After going to the movie theater in Chinatown to see Tom Cruise and Cameron Diaz in "Knight and Day" we stopped at the crepe makers' stand and got snacks. Hubster had a chocolate and banana crepe as they were out of strawberries and I had their savory crepe with Swiss cheese. They make them right there in front of you so I snapped the crepe maker as he did his job, using the miracle of my cell phone camera. These were a very satisfying and filling treat, so much so, in fact, that we didn't finish them and brought half of each home for a tasty snack another time. And, by the way, this movie is a great date movie. Totally ridiculous violence where in extended gun fights only the bad guys die, and some incredible chase scenes including dodging a bull run. Not a bad spoof of James Bond action flicks, only in this one the dame doesn't die and in fact rescues the agent. Whoops! Have I given the plot away?

Monday, June 28, 2010

Not Your Typical Watergate

It took me 45 minutes on the bus this morning to get to work because of some tie-up along H Street NW just before Chinatown, but it did give me time to look out the window and notice how the building height limitation in D.C. (less than 10-21 storeys?) means that the streets haven't become canyons and you don't get the sense of being in a "downtown" area.
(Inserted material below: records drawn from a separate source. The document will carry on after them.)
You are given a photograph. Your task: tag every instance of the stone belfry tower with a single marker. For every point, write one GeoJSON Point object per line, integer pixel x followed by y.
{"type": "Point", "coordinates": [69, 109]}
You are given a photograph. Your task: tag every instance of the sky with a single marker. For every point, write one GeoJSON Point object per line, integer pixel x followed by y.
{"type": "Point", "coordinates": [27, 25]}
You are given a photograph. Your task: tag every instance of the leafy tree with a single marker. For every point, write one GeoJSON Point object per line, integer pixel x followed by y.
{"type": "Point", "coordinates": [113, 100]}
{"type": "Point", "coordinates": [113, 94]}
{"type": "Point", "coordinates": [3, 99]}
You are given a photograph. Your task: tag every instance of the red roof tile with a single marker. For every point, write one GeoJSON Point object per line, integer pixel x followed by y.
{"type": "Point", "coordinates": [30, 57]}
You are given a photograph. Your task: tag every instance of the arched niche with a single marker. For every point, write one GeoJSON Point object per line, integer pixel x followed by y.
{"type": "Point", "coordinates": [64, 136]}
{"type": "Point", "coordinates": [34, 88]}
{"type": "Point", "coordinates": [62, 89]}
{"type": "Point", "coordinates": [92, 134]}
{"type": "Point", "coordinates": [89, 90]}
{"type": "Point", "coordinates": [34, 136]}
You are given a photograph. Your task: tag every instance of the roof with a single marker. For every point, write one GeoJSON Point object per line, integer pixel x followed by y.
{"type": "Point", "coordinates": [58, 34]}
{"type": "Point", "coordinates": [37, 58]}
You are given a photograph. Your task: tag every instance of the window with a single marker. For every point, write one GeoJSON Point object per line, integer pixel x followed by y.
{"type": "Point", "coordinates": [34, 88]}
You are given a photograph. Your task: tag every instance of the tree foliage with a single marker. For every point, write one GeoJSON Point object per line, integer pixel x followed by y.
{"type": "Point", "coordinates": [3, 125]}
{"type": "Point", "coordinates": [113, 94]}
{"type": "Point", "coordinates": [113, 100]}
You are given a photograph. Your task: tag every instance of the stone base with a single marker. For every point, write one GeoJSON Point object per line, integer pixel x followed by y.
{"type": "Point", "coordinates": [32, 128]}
That is, since all the buildings for the several square miles of DC are about the same height, there is no concentration of sky-scrapers. By the way I love the french word for skyscrapers (les gratte-ciels). All the streets have the about the same height and the a rchitecture is quite varied. The Kennedy Center and the Watergate apartment buildings are examples of older styles of "modern" architecture subject to the same limitation and I snapped them together recently using the miracle of a cell phone camera.. However, now there's a lot more glass and modern buildings than when I first came to DC 25 years ago. There's still  lots of older brick and stone buildings and quite a few churches scattered about downtown but it's changing. Apparently, at one time, the churches were the tallest buildings in town! Chinatown is always interesting as that corner is looking more and more like New York City with the live video screens and huge crowds crossing the road and the general hurly-burly there. I do remember when that section of the city was quite run-down and bedraggled, that is, before they built Verizon (used to be MCI) Center and restored some of the buildings on 7th street. Growth and change is not so strange when its incremental!